Un altro tema caldo dell’urbanistica meneghina è il progetto di riapertura dei Navigli. Cosa ne pensa il Boeri uomo politico oltre che architetto?

Ho sempre detto che l’idea di aprire completamente i Navigli non mi appassiona. Temo sia un progetto nostalgico e che Milano abbia scelte più importanti da fare in questo momento, come quella di riprendere tutti gli scali merce.  Ha sicuramente senso aprire la Martesana passando da Melchiorre Gioia, una stazione urbana folle, fino ad arrivare a San Marco, un luogo ancora incompiuto. La mia proposta è: riapriamo da qui fino alla Martesana e rendiamolo un percorso bello e utile. Sul resto credo che potrebbe creare più problemi che vantaggi.

E’ possibile che il referendum che Sala vuole indire, possa presentare anche un’opzione di questo tipo?

Credo che il Sindaco abbia giocato bene questa carta, in maniera intelligente. Sono sicuro che sarà lui stesso il primo a capire come e quando dosare questo investimento: si parla di 400milioni, cifre importanti. La Martesana ha condizioni spaziali molto più semplici rispetto al resto: io partirei da lì.

Oltre all’acqua anche il legno può essere uno strumento importante in fatto di sostenibilità. In un’intervista all’ Unità ha detto che per l’Italia sarebbe importante rilanciarne: come e perché?

Mi piacerebbe moltissimo un Ministero del Legno e delle Foreste. Siamo l’unico Paese al mondo in cui al consumo di suolo (le città sono cresciute) si accompagna la crescita delle foreste. L’Italia ha avuto un aumento di quasi il 35% della superficie alberata forestale negli ultimi 20 anni: questo sviluppo è dovuto però al fatto che abbiamo abbandonato i pascoli, gran parte dell’agricoltura, sopratutto nelle zone vallive e collinari esterne alle città, e quindi la foresta spontanea è cresciuta. Oggi dobbiamo fare i conti con questa realtà e credo necessario un grande investimento su tutta la filiera che lavora sul legno, innanzitutto per la selvicoltura naturalistica. I boschi hanno bisogno di essere curati, per poter crescere meglio:la biodiversità si coltiva tagliando gli alberi, rinforzando le specie.

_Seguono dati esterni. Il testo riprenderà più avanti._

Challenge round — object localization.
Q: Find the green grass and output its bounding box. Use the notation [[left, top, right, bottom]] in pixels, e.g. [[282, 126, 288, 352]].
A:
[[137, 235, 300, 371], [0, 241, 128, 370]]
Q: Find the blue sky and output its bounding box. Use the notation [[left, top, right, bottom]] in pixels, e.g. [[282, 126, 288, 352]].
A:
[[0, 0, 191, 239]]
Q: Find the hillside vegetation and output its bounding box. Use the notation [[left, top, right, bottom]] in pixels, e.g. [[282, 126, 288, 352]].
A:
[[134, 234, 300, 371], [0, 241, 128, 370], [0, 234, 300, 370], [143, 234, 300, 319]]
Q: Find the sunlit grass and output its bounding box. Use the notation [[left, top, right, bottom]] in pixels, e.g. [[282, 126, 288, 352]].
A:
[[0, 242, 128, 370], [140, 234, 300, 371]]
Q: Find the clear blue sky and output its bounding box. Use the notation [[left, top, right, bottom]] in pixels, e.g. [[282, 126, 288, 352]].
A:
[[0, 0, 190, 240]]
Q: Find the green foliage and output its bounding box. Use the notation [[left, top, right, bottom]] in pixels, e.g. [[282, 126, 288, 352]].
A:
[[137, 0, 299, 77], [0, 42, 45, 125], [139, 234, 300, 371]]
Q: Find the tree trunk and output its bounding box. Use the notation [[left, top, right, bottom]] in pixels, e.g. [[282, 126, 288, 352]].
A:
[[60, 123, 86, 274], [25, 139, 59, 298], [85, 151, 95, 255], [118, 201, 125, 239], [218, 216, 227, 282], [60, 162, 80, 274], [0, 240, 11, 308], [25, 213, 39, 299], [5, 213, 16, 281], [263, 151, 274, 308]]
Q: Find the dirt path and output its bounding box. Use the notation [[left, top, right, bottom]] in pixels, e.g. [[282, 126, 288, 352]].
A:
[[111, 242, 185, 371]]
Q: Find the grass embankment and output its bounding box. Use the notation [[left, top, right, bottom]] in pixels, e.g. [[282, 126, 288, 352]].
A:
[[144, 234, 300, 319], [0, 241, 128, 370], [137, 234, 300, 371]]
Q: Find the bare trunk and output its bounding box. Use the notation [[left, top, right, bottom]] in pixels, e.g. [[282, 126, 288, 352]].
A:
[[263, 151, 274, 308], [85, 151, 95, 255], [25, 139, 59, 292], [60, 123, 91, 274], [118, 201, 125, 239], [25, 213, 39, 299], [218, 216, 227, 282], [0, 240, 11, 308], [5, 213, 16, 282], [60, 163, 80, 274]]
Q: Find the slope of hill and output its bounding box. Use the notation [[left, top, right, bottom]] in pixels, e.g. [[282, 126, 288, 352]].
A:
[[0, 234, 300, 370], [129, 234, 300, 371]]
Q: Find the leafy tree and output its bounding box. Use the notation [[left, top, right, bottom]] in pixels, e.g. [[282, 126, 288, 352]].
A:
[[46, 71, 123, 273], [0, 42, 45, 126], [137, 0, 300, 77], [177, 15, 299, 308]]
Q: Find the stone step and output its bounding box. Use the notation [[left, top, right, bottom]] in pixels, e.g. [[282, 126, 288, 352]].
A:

Bisogna poi guardare alla prefabbricazione: oggi in Paesi vicini come Austria e Francia, nell’edilizia è già realtà, a differenza di ciò che accade da noi. Per non parlare dell’utilizzo del legno come biomassa per la creazione dell’energia: sono tantissimi i modi in cui il legno può contribuire all’economia del Paese, in maniera sostenibile. In Italia le foreste sono dappertutto: si potrebbero creare delle filiere regionali.

Basti pensare al lavoro che stiamo facendo nei territori del terremoto: il legno potrebbe essere il modo per realizzare un’architettura sicura, leggera, di grande flessibilità. Una scelta molto politica.